Today it's almost impossible to see any trace of the 2020 Chum Run in Beatty Creek. I scoured the log jambs and nearby bushes searching for a carcass or two, or even a shred of skin, or a jaw bone. Nothing. The last two major rain-rivers blew up the creek and the resultant torrents carried it all away to Mud Bay. However, of you dig into the mud below the gravel an inch or two, an aroma rises that immediately brings to the mind the final days of the run. They are hard days for the salmon, and their death agony is a hard thing to observe. But I spend as much time beside the creek as I can so that I may serve as a kind of witness to the strangeness and the beauty of their existence, as well as the seemingly cruel end to their lives. I never fail to be struck by the powerful and strange beauty of the "Inevitable" as the fish pass from this state of being to the next. It is instructive.
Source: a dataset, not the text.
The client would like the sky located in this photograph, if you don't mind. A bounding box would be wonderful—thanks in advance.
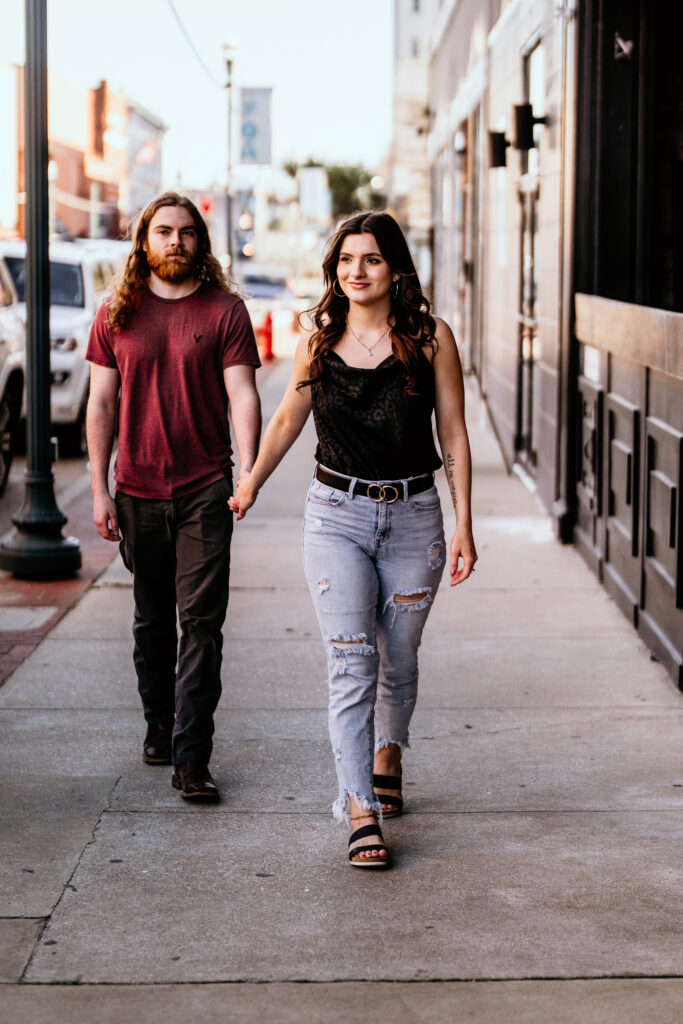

And while I never weep, I am always moved.
From time to time I've tried to capture a moment of all this - an image that conveys a bit of the quiet, inevitable passage of these great and valiant fish. Below are a few of those attempts.
Please don't try to tell me these water warriors are not valiant; don't explain to me their comings and goings in the frequently mechanical, materialistic terms that are so often used to explain aspects of nature. It is Nature flowing between the banks of Beatty Creek - Nature and the Great Mystery of Being.